Записки Флэшмена (Фрейзер) - страница 60

Звучало это все весьма угнетающе, но за следующие несколько недель я столько наслушался подобных разговоров из самых различных уст — здесь явно никто не питал доверия ни к военным, ни к светским властям. Афганцы, похоже, чувствовали это: толпа не скрывала своей враждебности к нам. Будучи адъютантом еще не прибывшего пока Эльфи-бея, я имел достаточно времени, чтобы познакомиться с Кабулом, который оказался большим разбросанным городом, полным узких улочек и несусветной вони. Но в городе мы бывали нечасто, поскольку здешние жители не слишком демонстрировали гостеприимство, и большую часть времени проводили в военном городке, где не столько занимались строевой подготовкой, сколько скачками и приятным времяпрепровождением в тени фруктовых деревьев, когда мы сидели на какой-нибудь веранде, потягивая прохладительные напитки и ведя беседу. Организовывались даже матчи в крикет — в Рагби я слыл знатным подающим, — и моих новых друзей больше впечатляло мое умение разбивать мячом калитки, чем то, что я разговаривал на пушту лучше любого из них (за исключением, конечно, Бернса и дипломатов).

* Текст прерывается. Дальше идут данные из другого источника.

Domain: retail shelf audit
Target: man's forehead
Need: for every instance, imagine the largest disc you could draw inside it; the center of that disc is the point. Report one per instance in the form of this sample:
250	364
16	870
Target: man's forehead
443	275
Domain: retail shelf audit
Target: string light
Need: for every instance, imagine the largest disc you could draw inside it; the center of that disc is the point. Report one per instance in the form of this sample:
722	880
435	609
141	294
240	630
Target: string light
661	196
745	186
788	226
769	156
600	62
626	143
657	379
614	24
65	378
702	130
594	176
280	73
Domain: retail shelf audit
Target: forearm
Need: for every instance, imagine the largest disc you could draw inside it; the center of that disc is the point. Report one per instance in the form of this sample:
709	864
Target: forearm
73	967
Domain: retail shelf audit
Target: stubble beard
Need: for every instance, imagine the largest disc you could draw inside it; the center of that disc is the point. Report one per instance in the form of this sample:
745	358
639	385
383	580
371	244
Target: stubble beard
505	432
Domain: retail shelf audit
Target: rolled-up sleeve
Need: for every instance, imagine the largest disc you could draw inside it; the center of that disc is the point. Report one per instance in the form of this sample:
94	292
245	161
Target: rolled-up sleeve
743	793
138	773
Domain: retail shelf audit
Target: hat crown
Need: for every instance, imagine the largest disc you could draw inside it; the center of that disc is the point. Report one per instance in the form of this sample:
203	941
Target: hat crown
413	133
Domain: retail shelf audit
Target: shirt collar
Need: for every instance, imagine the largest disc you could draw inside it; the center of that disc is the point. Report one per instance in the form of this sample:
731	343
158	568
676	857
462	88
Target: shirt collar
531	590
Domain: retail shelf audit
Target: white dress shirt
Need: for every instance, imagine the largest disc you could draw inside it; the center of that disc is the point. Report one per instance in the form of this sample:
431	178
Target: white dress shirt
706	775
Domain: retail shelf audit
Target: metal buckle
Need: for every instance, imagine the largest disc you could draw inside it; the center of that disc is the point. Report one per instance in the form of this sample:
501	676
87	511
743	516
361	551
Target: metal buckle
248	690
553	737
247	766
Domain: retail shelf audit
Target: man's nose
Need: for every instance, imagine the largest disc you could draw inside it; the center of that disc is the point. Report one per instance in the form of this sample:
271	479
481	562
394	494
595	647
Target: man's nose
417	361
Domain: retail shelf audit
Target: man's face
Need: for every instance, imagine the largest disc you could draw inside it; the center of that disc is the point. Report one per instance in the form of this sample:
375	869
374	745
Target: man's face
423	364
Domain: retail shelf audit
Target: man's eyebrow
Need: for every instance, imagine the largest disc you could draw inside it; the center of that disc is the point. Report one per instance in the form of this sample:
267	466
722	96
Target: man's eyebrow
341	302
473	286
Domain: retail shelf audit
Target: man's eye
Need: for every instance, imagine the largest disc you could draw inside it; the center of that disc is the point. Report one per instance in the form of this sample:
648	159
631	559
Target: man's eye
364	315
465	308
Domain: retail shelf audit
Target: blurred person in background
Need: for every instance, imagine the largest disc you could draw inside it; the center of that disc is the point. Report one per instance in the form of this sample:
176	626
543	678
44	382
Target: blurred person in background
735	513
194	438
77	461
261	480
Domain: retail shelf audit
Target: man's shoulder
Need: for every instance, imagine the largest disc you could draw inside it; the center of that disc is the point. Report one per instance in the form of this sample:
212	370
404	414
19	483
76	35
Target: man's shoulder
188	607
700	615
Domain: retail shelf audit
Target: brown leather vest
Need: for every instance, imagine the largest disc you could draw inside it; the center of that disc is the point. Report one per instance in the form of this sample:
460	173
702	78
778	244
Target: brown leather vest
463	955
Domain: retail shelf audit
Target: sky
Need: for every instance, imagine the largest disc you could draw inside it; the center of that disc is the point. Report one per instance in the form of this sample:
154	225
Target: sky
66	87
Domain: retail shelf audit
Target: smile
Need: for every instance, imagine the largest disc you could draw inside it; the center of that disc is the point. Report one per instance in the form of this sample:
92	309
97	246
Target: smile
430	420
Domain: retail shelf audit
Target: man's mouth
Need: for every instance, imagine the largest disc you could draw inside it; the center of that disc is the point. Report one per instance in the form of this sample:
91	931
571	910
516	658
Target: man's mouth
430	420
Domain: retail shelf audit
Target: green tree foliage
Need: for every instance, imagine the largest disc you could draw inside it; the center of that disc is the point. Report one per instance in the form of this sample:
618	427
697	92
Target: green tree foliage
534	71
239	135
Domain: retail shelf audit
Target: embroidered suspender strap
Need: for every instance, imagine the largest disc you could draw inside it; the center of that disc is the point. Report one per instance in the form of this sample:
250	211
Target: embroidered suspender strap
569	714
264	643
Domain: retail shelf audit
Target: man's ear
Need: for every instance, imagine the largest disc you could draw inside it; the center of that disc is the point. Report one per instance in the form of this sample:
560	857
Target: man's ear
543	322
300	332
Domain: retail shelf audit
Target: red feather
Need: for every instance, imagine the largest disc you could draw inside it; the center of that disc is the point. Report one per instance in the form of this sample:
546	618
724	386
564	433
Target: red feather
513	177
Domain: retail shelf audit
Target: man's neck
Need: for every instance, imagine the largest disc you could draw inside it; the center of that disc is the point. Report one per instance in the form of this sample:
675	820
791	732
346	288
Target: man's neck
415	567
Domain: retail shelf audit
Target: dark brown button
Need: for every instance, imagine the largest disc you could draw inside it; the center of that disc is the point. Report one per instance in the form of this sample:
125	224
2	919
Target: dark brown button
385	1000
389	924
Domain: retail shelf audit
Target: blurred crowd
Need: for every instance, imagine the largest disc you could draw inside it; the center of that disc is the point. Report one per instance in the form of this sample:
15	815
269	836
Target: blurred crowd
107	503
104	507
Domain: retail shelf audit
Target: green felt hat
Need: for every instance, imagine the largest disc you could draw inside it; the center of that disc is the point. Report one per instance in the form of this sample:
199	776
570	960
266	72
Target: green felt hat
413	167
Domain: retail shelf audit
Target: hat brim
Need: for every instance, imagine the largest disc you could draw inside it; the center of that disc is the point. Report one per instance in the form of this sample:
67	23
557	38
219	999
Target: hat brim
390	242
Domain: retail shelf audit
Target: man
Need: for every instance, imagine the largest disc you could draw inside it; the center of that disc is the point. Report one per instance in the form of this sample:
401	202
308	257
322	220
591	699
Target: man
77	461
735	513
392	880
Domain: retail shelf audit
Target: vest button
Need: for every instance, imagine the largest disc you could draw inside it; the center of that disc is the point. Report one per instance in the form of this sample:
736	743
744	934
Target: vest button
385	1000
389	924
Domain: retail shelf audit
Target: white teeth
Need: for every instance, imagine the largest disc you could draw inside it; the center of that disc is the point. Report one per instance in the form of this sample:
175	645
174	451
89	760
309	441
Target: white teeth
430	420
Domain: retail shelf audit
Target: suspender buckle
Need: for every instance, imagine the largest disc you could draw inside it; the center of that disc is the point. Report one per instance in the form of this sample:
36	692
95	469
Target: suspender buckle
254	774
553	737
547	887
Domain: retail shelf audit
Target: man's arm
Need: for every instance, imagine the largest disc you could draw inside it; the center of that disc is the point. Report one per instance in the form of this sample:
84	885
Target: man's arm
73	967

На одном из таких матчей я впервые увидел шаха Суджу, прибывшего в гости к Макнотену. Он оказался дородным мужчиной с каштановой бородой. Шах с трудом понимал, в чем смысл игры, и когда Макнотен поинтересовался, понравилось ли ему, ответил:

— Странны и неисповедимы пути Господни.

Что до самого Макнотена, то с виду он мне не понравился. У него было лицо клерка, с заостренным носом и подбородком, и подозрительный взгляд из-под очков, словно он пытается вызнать у вас что-то. Тем не менее он был напыщен как петух и расхаживал повсюду с видом важного лорда, в своем фраке и цилиндре, высоко задрав нос. Кто-то точно подметил, что Макнотен видит только то, что желает видеть. Все понимали, что армия находится в опаснейшем положении, только не Макнотен. Не исключено, что в его голове засела мысль о популярности Суджи среди народа и что мы — желанные гости в этой стране. Даже если на базаре ему довелось бы услышать, как люди обзывают нас кафирами,[42] то он, наверное, подумал, что ослышался. Но посол был слишком глух, чтобы слышать что-либо.

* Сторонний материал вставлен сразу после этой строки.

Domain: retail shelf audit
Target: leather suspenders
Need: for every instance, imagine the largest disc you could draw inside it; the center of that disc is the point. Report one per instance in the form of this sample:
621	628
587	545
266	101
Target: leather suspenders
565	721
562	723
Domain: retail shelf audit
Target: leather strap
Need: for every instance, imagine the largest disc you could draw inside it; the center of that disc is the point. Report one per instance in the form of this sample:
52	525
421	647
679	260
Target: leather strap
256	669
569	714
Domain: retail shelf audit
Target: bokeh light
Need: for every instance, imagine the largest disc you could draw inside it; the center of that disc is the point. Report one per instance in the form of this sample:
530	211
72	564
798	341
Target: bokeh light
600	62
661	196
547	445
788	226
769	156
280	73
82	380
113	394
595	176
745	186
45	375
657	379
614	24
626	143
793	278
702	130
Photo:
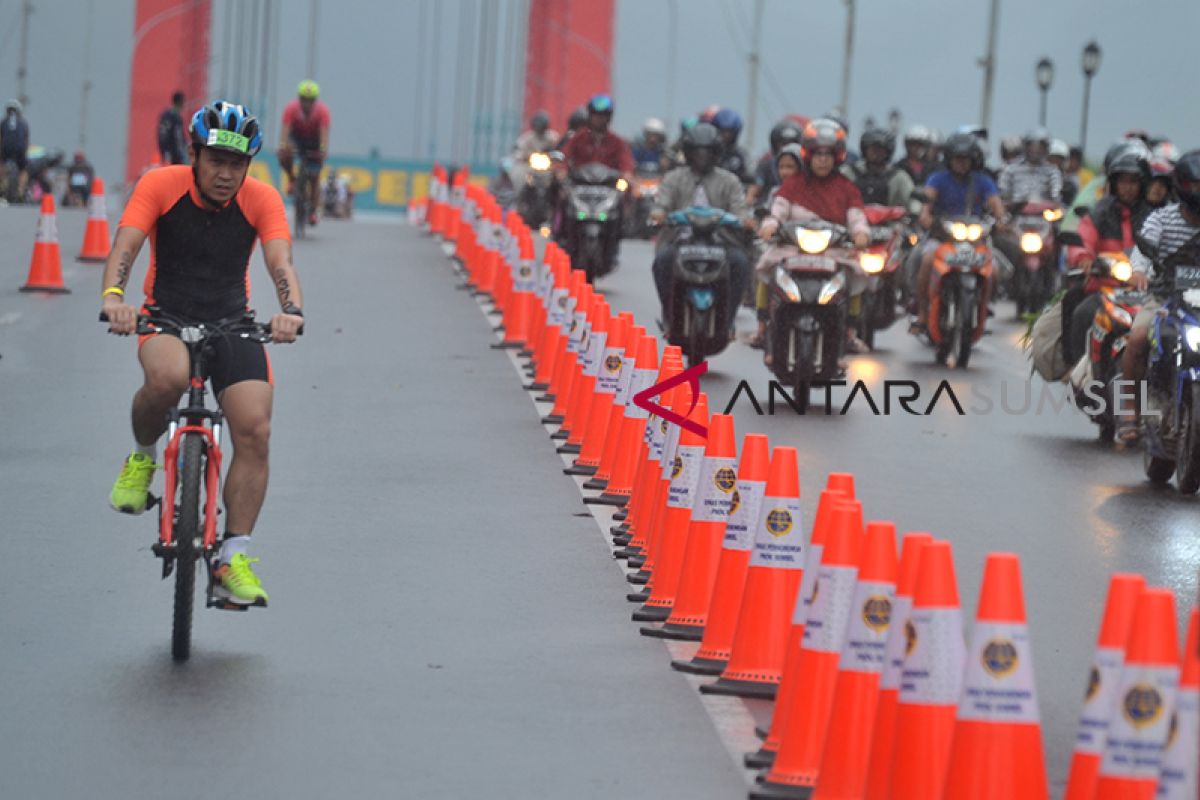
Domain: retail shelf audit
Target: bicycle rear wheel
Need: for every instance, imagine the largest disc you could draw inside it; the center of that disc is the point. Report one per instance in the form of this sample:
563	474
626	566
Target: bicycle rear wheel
186	536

Как бы то ни было, я проводил время достаточно приятно. Бернс, дипломатический агент, узнав о моих познаниях в пуштунском, проявил некоторую заинтересованность во мне, и поскольку у него был хороший стол и значительное влияние, я счел это знакомство полезным. Бернс, конечно, был самодовольным болваном, но много знал об афганцах, и время от времени, переодевшись в местную одежду, смешивался с толпой и бродил по базару, прислушиваясь к разговору и вообще стараясь держать нос по ветру. У него был еще один резон для таких вылазок, поскольку у него на примете всегда была какая-нибудь женщина из афганок, и Бернс отправлялся в город, чтобы разыскать ее. Я нередко сопровождал его в этих экспедициях и нашел их весьма приятными.